Wednesday, April 10, 2019

District financial profiles
continue improvement trend

A growing number of school districts were financially solvent in fiscal year 2018 thanks to increased EAVs, growth in state revenue, stable district expenditures, and less borrowing than in previous years. Those are the key findings from the Illinois State Board of Education’s annual financial profile report.

The ISBE analysis also shows a jump in the number of school districts earning the best state designation, “financial recognition,” with fewer districts falling into the poorest designation, “financial watch list” status.

As mentioned, higher EAVs, meaning rising property values, helped boost levy and debt capacity, even as state revenue increased $1.2 billion (19.3 percent) from the previous fiscal year.

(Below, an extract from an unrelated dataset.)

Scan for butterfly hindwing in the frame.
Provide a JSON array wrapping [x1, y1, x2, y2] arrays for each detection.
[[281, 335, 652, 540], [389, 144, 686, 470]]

ISBE places school districts into four categories of financial health based on a scoring system that evaluates several key metrics: the district fund balance-to-revenue ratio, expenditure-to-revenue ratio, days’ cash on hand, and the percentage of remaining short-term and long-term borrowing capacity.

In all, 695 districts earned “financial recognition,” the highest total in the 16-year history of the financial profiles, up from 640 in fiscal 2017. Meanwhile 111 districts were in the “financial review” category, a decrease from 147 the previous year. Thirty-three districts were designated in the “financial early warning” category, down from 43, while 12 districts landed in the “financial watch” category that can sometimes lead to state intervention, down from 22 districts.

The number of districts that relied on deficit spending to get through the school year dropped to 116 from 344 in last year’s profile. But that number is projected to rise in the current fiscal year – and be reflected in next year’s report – to 310, based on estimates submitted by districts.

That projection could change however, if additional tier funding to districts is provided under Evidence Based Funding (EBF). That is, if lawmaker fund EBF as planned, and if continued increases in property tax revenue from rising EAVs continues to improve the financial outlook for some school districts.